The Park Board won’t follow the insecticide strategy itself, said Sievert, citing emphatic public opposition to the use of insecticides, even though one type has been found to be effective and is getting cheaper. One tree company went so far as to commission a poll that found support for using insecticides in Minneapolis ash, but Erwin criticized the poll’s questions as misleading.
Milwaukee is treating all of its public ash trees under a program that city forestry services manager David Sivyer says has been both effective and economical. At the same time, Sivyer echoes Sievert in saying the program is designed to “put the loss of ash on our schedule.”
“We never envisioned a treatment program that would last 20 or 40 years,” Sivyer said. “We have always thought this would be a gradual transition” toward the ultimate disappearance of ash in the city, he said.
The Minneapolis levy also will fund removal and replacement of trees damaged by storms. The 2011 Minneapolis tornado wiped out 3,200 trees, which cost $1.9 million to clean up and replace. Another 3,000 were damaged or destroyed in storms last June.
By the time those trees are replaced in 2014, that price tag will be about $2.3 million.
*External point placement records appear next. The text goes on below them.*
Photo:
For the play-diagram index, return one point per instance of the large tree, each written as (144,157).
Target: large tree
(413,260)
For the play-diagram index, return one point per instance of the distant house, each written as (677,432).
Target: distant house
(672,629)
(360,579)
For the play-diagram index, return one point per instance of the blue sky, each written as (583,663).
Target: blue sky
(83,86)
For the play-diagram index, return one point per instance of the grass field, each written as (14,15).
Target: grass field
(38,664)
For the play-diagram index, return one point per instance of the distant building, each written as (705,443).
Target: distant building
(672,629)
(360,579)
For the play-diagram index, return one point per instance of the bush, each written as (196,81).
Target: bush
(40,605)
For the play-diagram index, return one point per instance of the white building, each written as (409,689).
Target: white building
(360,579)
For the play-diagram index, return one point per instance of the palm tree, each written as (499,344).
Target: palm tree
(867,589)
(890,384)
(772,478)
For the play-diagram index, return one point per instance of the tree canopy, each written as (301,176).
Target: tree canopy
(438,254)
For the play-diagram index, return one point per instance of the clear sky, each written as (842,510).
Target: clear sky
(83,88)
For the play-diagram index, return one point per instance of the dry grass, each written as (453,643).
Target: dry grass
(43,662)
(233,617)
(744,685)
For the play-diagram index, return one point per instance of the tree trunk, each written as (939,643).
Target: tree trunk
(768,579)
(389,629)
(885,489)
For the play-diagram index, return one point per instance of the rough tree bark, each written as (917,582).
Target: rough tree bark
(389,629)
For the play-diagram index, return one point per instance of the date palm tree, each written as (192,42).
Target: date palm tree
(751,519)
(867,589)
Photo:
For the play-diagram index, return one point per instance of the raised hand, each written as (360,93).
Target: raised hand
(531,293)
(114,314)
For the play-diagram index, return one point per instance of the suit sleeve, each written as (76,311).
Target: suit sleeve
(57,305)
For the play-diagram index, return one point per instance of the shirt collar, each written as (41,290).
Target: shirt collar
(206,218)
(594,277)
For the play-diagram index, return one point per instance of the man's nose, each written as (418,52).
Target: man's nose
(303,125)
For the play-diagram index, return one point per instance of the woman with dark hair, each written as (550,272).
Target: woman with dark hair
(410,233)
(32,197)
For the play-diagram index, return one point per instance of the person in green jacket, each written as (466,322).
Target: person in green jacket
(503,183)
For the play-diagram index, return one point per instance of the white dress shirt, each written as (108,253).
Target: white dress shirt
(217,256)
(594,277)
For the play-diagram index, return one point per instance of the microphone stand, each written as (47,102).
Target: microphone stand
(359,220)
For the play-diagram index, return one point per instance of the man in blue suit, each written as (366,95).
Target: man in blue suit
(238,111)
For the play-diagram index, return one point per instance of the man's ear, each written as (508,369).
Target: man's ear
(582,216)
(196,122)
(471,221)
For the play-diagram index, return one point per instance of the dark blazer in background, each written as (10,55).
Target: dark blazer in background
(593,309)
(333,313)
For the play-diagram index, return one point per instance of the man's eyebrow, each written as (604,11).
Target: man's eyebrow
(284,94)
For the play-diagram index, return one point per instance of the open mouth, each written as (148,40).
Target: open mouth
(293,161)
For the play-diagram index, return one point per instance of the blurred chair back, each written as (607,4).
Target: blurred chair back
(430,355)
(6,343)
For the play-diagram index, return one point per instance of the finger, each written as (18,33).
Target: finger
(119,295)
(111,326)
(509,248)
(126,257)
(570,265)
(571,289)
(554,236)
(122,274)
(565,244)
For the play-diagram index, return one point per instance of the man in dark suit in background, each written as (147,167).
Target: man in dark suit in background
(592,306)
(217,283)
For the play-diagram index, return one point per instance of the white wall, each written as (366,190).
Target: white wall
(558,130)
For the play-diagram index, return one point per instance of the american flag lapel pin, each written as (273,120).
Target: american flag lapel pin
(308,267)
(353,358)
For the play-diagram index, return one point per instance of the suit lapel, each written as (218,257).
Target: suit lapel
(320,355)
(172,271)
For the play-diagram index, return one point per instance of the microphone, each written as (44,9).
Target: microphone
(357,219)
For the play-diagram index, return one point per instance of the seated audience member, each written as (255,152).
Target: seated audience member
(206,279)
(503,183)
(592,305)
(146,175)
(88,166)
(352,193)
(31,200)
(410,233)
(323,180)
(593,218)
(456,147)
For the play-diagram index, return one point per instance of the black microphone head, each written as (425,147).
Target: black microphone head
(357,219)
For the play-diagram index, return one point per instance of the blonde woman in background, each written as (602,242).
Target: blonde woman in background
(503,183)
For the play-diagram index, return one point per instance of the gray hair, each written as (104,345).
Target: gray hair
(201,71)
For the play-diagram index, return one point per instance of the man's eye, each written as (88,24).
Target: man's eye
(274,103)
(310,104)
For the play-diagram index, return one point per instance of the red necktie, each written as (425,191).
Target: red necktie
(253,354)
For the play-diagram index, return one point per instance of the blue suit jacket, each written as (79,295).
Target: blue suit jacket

In St. Paul, a similar pace
St. Paul will remove about 1,100 ash in 2014 under a program that — with funding from a variety of state and local sources — will remove progressively more trees each year, but ultimately will leave the city with about 5,000 treated ash trees.
Since 2009, the city has treated about 800 trees and removed about 5,000, said Cy Kosel, forestry supervisor for the Parks and Recreation Department. The first to go are those less than 10 inches in diameter (less conspicuous when absent) and those more than 20 inches in diameter (not long for this world).
When there are only 5,000 left, Kosel added, the game likely will have changed, with fewer trees possibly providing less nursery space for ash borer reproduction.
Ash trees within 15 miles of any known infestation are considered vulnerable, according to the Minnesota Department of Agriculture.
Minnesota as a whole has just under 1 billion ash trees, the most of any state in the nation. Ash comprises 7.2 percent of the trees in the state’s forests, but 15.1 percent in communities.